The court held in favour of claimants, finding that the defendant had breached the confidentiality agreement by not involving claimants in the transaction as agreed. The issue then turned to the appropriate remedy. The court emphasised that, in cases of breach, a reasonable buy-out fee is the standard remedy to be offered unless there are exceptional circumstances warranting an account of profits.

Sales J, delivering the judgment, discussed the choice between multiple remedies. He noted that in cases where the claimant's rights are particularly powerful and their interest in full performance is strong, there may be a tendency to allow the claimant a choice of remedy, including between damages and an account of profits.

The judgment outlined the considerations for choosing between remedies. In cases involving infringement of property rights, damages assessed by reference to a notional buy-out fee may often represent an appropriate and fair remedy. On the other hand, an account of profits may be more appropriate when the right in question is of a kind where it would never be reasonable to expect it could be bought out for a reasonable fee.

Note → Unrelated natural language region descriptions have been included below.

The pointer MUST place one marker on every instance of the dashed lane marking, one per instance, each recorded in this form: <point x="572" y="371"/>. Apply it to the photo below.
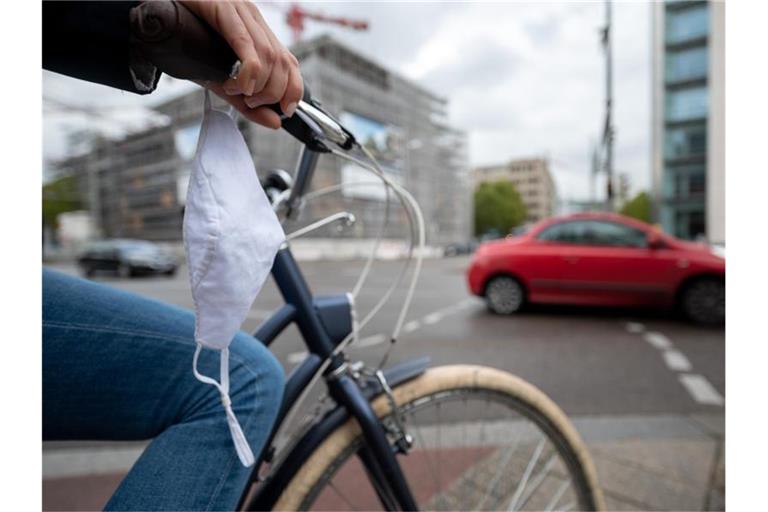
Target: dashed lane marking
<point x="658" y="340"/>
<point x="700" y="389"/>
<point x="676" y="361"/>
<point x="411" y="326"/>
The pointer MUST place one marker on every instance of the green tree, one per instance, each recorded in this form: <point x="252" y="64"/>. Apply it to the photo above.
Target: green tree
<point x="59" y="196"/>
<point x="498" y="206"/>
<point x="638" y="207"/>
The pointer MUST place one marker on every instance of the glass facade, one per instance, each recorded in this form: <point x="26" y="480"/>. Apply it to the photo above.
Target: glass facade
<point x="687" y="64"/>
<point x="684" y="23"/>
<point x="686" y="105"/>
<point x="686" y="142"/>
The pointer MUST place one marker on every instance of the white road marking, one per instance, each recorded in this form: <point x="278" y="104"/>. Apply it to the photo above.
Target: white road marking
<point x="411" y="326"/>
<point x="658" y="340"/>
<point x="700" y="389"/>
<point x="97" y="460"/>
<point x="676" y="361"/>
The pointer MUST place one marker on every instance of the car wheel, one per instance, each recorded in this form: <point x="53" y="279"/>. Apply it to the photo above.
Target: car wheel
<point x="504" y="295"/>
<point x="703" y="301"/>
<point x="124" y="271"/>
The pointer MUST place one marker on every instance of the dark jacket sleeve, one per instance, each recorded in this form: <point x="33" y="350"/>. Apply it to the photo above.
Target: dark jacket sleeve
<point x="90" y="41"/>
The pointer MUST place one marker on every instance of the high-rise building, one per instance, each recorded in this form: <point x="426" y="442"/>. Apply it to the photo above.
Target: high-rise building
<point x="136" y="186"/>
<point x="688" y="133"/>
<point x="532" y="180"/>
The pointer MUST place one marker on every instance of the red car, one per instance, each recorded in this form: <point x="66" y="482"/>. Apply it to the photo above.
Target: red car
<point x="600" y="259"/>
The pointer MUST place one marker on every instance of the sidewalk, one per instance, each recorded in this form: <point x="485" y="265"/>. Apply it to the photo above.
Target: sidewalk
<point x="658" y="462"/>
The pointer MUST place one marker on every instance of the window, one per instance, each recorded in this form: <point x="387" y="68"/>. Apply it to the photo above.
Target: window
<point x="599" y="233"/>
<point x="685" y="142"/>
<point x="686" y="104"/>
<point x="687" y="24"/>
<point x="686" y="64"/>
<point x="684" y="182"/>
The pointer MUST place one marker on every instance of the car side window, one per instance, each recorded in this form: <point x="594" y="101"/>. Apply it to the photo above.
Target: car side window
<point x="594" y="233"/>
<point x="612" y="234"/>
<point x="564" y="232"/>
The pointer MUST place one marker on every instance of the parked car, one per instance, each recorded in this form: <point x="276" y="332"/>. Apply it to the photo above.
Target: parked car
<point x="459" y="248"/>
<point x="127" y="258"/>
<point x="600" y="259"/>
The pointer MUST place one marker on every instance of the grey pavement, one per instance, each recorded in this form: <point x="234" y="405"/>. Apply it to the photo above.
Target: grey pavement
<point x="645" y="389"/>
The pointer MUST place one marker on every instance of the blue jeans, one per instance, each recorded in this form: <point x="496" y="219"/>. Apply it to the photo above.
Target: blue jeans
<point x="117" y="366"/>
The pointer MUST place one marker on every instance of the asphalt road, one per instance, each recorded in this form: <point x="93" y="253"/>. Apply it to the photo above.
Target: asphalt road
<point x="590" y="361"/>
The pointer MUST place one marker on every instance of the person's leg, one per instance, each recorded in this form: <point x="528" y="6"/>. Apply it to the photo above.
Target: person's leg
<point x="117" y="366"/>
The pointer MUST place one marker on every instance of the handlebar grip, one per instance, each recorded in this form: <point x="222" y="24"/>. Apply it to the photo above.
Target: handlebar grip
<point x="178" y="43"/>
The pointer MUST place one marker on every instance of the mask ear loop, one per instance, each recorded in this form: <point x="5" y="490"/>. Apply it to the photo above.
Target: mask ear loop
<point x="242" y="447"/>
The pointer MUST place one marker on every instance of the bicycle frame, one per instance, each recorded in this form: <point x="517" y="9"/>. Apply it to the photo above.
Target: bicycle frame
<point x="323" y="322"/>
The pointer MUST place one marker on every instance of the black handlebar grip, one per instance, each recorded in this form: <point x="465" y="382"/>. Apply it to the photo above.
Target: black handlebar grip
<point x="178" y="43"/>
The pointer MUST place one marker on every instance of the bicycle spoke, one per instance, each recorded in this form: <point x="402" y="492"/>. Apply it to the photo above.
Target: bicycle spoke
<point x="439" y="448"/>
<point x="558" y="494"/>
<point x="495" y="480"/>
<point x="539" y="479"/>
<point x="342" y="496"/>
<point x="427" y="456"/>
<point x="527" y="474"/>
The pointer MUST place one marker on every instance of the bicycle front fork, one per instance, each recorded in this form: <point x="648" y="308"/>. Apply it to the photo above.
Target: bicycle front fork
<point x="377" y="455"/>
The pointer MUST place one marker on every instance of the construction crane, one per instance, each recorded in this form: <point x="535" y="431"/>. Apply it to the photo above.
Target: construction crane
<point x="295" y="15"/>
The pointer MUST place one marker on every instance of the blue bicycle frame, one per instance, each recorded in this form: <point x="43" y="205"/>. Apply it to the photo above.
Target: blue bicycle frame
<point x="323" y="322"/>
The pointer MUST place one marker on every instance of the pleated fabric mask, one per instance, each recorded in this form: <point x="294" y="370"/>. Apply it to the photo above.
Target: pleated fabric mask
<point x="231" y="237"/>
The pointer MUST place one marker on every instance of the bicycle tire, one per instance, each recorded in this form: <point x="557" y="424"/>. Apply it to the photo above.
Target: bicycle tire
<point x="446" y="381"/>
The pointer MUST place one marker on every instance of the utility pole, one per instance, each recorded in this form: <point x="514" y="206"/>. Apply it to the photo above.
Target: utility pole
<point x="608" y="130"/>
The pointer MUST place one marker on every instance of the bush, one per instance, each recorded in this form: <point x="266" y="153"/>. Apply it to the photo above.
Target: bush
<point x="498" y="207"/>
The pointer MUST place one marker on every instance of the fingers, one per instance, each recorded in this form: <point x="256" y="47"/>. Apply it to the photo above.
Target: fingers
<point x="274" y="89"/>
<point x="227" y="21"/>
<point x="262" y="115"/>
<point x="266" y="47"/>
<point x="268" y="73"/>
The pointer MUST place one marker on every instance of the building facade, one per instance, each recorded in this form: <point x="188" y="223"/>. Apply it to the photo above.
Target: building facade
<point x="142" y="179"/>
<point x="688" y="132"/>
<point x="533" y="181"/>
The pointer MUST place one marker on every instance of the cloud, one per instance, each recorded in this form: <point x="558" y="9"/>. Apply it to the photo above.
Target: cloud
<point x="522" y="78"/>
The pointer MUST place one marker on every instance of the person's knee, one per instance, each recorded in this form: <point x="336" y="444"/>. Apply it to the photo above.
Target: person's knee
<point x="255" y="371"/>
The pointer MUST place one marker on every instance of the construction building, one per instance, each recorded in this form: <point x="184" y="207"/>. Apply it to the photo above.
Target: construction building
<point x="136" y="186"/>
<point x="532" y="180"/>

In the specific context of the case, the court ruled that the extent of the defendant's liability was not measured by the profits made but by the reasonable price to buy release from claimants' rights. The appropriate remedy was damages assessed by reference to a reasonable buy-out fee, which, in this case, was tied to the probable equity allocation claimants would have obtained to buy them out of the deal.

In conclusion, this case clarifies the principles governing the choice of remedies in cases of breach of confidentiality agreements, emphasising the standard nature of a reasonable buy-out fee as a remedy, unless exceptional circumstances warrant an account of profits.